# Site Indexer Design Spec

## Context

`/Volumes/Scratch/Sites` contains ~25 CMass directories with ~6,800 sites (each having an `index.html`). There is no central index page to browse them. This tool generates a browsable site index as a static HTML file, served via `python -m http.server` or similar.

## Requirements

1. Rust CLI binary at `/Volumes/Scratch/Sites/indexer`
2. Required CLI argument: root directory to scan
3. Uses `fd index.html <root> --type f` to discover sites
4. Generates `index.html` in the root directory
5. All links are relative paths from the root (no web server built in)
6. Client-side JavaScript sorting on all columns
7. Two title fields: directory name title and HTML `<title>` tag content

## Architecture

Single binary, no library crate. Minimal dependencies.

### Dependencies

- `clap` — CLI argument parsing
- `regex` — extract `<title>` from HTML files
- `chrono` — format modification timestamps

### Modules (all in main.rs unless it grows large)

- **CLI parsing**: clap-derived struct with one required positional arg (`root_dir: PathBuf`)
- **Discovery**: shell out to `fd`, parse stdout into `Vec<PathBuf>`
- **Metadata collection**: for each path, build `SiteEntry`
- **HTML generation**: render entries into a self-contained HTML string
- **File output**: write HTML to `<root_dir>/index.html`

### Data Model

```rust
struct SiteEntry {
    /// Relative path from root to the index.html (e.g., "CMassD2/sites/aiice.quest-v1/index.html")
    rel_path: String,
    /// Directory containing index.html, relative (e.g., "CMassD2/sites/aiice.quest-v1/")
    dir_path: String,
    /// Directory name title — last component of parent dir (e.g., "aiice.quest-v1")
    dir_title: String,
    /// HTML <title> tag content extracted from the file, or empty string
    html_title: String,
    /// File size in bytes
    size: u64,
    /// Last modified timestamp (ISO 8601 string)
    modified: String,
}
```

### Discovery

```
fd index.html <root> --type f
```

- Run via `std::process::Command`
- If `fd` not found, print error: "Error: `fd` is required but not installed.

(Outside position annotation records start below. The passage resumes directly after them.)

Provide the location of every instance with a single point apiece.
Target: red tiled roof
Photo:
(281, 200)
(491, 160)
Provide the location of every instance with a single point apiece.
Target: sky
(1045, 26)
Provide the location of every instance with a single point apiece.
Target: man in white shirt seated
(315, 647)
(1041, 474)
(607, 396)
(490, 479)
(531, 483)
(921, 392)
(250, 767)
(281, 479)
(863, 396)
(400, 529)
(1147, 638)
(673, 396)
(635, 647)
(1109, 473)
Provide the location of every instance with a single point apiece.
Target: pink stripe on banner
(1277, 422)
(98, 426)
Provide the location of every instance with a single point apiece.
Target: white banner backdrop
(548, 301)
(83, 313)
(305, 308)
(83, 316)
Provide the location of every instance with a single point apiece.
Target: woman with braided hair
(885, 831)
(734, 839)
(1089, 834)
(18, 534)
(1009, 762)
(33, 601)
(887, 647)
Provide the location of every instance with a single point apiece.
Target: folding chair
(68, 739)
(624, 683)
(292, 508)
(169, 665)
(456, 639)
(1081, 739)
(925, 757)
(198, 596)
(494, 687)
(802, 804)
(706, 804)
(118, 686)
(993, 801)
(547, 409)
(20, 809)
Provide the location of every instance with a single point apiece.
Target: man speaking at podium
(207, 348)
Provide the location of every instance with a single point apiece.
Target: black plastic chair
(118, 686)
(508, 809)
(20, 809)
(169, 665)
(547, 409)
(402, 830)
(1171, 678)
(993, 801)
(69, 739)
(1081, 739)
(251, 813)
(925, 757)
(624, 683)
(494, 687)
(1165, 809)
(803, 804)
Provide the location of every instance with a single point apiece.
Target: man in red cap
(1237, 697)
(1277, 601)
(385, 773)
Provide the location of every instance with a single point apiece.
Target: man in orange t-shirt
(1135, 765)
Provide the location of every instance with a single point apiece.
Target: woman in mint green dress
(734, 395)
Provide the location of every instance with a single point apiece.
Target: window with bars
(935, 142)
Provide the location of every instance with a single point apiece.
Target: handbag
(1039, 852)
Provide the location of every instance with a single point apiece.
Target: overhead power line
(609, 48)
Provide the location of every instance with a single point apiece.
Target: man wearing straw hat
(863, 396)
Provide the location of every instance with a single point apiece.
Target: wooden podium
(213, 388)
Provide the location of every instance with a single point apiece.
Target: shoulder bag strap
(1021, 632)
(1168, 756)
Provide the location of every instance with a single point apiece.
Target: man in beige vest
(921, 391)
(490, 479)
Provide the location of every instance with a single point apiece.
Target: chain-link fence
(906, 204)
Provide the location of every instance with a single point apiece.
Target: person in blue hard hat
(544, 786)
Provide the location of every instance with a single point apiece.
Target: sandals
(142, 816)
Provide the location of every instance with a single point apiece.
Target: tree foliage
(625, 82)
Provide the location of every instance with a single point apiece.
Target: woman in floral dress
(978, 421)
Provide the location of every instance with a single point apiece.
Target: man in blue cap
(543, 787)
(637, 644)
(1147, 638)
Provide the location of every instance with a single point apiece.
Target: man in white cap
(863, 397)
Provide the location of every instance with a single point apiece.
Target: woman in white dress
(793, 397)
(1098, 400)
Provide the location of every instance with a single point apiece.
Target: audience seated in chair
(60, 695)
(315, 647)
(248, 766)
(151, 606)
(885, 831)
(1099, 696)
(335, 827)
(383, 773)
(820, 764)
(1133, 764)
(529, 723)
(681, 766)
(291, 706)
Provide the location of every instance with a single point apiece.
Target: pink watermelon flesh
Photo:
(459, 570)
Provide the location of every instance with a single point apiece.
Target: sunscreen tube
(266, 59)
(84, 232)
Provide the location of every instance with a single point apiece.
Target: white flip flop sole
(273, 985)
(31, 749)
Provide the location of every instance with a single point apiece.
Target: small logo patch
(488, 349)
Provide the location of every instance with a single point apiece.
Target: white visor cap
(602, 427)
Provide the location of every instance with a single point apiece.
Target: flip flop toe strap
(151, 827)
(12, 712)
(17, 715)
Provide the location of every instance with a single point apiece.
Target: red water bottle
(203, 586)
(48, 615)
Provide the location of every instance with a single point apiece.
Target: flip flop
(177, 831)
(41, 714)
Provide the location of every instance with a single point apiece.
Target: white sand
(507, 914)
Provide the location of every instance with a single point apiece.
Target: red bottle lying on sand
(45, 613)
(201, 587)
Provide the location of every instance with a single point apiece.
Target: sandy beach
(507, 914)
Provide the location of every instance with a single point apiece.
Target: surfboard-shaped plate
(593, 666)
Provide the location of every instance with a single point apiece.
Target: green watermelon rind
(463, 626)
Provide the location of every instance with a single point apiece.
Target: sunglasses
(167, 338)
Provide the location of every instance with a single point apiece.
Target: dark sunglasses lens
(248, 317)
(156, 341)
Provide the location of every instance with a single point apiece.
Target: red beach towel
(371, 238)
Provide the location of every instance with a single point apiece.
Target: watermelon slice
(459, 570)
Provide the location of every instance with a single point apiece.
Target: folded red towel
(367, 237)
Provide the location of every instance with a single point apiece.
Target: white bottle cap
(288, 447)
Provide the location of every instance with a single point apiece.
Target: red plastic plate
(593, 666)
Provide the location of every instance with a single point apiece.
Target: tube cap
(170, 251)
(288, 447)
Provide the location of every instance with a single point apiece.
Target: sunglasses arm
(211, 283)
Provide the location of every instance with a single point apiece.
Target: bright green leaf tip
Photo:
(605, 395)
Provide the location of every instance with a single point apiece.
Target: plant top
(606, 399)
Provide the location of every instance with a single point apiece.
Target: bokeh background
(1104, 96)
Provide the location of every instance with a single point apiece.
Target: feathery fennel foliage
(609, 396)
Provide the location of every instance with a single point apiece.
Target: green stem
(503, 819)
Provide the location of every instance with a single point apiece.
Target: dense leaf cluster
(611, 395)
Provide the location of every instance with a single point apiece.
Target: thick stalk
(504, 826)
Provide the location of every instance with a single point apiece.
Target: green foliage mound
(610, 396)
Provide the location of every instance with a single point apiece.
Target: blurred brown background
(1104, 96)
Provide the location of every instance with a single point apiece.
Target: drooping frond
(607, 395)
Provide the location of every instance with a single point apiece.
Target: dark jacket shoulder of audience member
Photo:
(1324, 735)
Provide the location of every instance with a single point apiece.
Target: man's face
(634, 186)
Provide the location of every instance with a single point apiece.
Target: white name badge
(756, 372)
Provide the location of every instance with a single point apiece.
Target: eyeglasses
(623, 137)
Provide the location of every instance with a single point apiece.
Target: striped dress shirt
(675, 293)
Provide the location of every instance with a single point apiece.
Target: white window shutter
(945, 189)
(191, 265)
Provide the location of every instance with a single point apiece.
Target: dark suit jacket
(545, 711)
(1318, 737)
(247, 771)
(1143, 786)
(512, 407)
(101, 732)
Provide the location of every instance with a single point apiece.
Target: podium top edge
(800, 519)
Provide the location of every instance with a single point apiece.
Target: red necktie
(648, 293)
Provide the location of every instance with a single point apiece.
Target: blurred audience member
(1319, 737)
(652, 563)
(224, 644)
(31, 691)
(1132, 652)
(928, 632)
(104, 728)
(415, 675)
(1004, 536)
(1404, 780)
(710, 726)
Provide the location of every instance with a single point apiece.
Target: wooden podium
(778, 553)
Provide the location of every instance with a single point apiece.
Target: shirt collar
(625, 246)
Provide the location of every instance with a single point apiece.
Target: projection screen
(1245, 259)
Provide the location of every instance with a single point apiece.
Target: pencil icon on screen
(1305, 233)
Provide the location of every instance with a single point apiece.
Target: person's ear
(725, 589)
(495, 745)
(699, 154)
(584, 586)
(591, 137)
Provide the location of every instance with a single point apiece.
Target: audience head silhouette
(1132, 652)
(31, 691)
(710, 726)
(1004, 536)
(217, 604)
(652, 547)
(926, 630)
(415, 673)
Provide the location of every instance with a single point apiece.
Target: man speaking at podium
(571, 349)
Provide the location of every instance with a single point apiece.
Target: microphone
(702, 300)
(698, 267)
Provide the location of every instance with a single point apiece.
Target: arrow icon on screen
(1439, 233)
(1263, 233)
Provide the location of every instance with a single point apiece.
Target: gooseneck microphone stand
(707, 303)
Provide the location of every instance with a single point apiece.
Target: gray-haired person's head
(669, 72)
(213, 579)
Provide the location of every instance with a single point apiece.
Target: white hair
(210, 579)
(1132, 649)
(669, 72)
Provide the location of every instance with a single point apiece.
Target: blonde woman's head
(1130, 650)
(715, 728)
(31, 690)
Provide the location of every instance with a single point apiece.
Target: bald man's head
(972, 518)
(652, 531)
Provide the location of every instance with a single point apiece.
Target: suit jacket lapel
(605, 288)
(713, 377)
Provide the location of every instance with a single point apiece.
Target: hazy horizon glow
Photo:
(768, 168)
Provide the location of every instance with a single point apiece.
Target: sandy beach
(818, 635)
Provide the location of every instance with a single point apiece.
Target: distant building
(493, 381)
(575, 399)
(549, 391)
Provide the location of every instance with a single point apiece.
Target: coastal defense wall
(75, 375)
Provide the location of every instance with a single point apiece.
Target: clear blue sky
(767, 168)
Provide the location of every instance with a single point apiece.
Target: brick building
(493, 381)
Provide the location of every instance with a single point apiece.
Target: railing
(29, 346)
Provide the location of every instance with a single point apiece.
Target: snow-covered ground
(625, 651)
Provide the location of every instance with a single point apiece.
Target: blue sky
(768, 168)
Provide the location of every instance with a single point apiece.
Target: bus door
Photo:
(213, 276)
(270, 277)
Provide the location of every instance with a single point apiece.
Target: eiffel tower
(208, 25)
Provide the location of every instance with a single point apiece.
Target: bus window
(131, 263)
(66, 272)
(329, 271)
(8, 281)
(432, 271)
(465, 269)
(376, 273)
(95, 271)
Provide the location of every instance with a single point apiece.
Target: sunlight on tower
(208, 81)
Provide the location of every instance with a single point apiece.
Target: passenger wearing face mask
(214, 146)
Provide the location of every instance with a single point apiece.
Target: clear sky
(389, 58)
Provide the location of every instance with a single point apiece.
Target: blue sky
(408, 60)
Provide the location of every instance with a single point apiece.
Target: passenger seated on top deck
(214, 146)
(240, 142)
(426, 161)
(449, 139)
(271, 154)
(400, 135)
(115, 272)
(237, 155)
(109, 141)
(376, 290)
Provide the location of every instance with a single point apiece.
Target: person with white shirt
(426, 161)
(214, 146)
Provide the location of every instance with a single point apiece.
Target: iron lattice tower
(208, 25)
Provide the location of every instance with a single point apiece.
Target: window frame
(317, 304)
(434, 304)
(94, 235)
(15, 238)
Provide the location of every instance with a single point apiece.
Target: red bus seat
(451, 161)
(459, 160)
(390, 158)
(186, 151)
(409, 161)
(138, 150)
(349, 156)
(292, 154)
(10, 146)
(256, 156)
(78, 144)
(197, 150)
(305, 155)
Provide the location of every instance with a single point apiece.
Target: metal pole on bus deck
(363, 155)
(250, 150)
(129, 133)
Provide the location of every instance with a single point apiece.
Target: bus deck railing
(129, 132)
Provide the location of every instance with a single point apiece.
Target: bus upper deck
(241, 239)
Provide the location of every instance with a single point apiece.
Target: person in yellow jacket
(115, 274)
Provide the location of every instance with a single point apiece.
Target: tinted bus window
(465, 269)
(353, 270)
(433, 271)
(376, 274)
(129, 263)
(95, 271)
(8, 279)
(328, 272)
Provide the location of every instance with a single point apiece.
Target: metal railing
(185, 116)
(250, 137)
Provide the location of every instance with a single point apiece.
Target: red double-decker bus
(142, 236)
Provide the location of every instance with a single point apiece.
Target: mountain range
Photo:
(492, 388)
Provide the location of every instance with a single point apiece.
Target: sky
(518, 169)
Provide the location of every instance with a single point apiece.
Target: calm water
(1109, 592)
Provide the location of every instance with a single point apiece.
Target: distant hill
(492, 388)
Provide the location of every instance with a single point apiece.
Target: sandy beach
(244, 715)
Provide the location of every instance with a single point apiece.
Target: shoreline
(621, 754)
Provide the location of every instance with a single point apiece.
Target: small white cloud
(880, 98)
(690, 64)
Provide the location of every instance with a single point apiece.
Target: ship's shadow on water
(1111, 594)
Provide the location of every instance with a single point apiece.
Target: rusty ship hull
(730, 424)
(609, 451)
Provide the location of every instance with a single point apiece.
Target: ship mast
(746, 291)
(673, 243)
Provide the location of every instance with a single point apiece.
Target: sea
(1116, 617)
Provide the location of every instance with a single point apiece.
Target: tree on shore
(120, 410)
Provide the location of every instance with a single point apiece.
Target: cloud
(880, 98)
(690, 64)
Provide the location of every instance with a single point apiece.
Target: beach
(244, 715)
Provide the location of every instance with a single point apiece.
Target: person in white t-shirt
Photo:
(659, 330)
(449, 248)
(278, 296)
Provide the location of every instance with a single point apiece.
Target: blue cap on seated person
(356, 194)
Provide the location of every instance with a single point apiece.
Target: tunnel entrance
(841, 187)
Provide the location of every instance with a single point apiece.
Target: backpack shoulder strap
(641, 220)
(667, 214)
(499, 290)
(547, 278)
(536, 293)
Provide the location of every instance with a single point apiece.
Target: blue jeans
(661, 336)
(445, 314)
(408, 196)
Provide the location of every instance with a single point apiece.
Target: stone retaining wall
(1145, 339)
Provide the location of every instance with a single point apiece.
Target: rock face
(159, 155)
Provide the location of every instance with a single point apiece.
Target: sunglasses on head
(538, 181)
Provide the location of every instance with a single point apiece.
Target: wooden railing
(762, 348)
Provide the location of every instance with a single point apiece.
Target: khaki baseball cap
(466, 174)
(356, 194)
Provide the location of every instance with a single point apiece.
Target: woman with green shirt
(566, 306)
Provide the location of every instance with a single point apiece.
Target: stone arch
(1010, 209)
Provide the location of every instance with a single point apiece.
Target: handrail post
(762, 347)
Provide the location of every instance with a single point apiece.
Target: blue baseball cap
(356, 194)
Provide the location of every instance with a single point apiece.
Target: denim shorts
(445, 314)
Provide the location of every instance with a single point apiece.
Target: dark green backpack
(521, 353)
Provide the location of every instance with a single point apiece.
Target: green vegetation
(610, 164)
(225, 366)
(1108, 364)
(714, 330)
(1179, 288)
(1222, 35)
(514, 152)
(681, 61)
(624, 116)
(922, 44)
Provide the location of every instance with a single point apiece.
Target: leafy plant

Install it: https://github.com/sharkdp/fd" and exit 1
- Parse stdout: one path per line, convert to `PathBuf`

### Metadata Extraction

For each discovered `index.html`:

1. **Relative path**: strip root prefix from absolute path
2. **Directory path**: parent directory of the index.html, relative
3. **Directory title**: last component of the parent directory (e.g., "aiice.quest-v1")
4. **HTML title**: read first 4KB of file, regex `<title>(.*?)</title>` (case-insensitive, dotall)
5. **Size**: `fs::metadata().len()`
6. **Modified**: `fs::metadata().modified()` → format as `YYYY-MM-DD HH:MM`

Errors in reading/parsing any individual file are logged to stderr and the entry uses defaults (empty title, 0 size, no date).

### HTML Generation

Self-contained HTML with embedded CSS and JS. No external dependencies.

**Table columns:**
| Column | Data | Sort type |
|--------|------|-----------|
| # | Row number | Numeric |
| Path | Relative directory path (clickable link) | String |
| Dir Title | Directory name (e.g., "aiice.quest-v1") | String |
| HTML Title | `<title>` tag content from index.html | String |
| Size | File size (human-readable display, raw bytes as data attribute) | Numeric (by raw bytes) |
| Modified | Last modified date | Date string |

**Sorting behavior:**
- Click column header to sort ascending
- Click again to sort descending
- Active column shows ▲ (asc) or ▼ (desc) indicator
- Default: sorted by Path ascending
- Row numbers re-index after each sort

**Styling:**
- Clean, minimal table with alternating row colors
- Sticky header row
- Responsive width
- Monospace font for paths

### Output

Write generated HTML to `<root_dir>/index.html`.

If file already exists, overwrite it (this is a generated file).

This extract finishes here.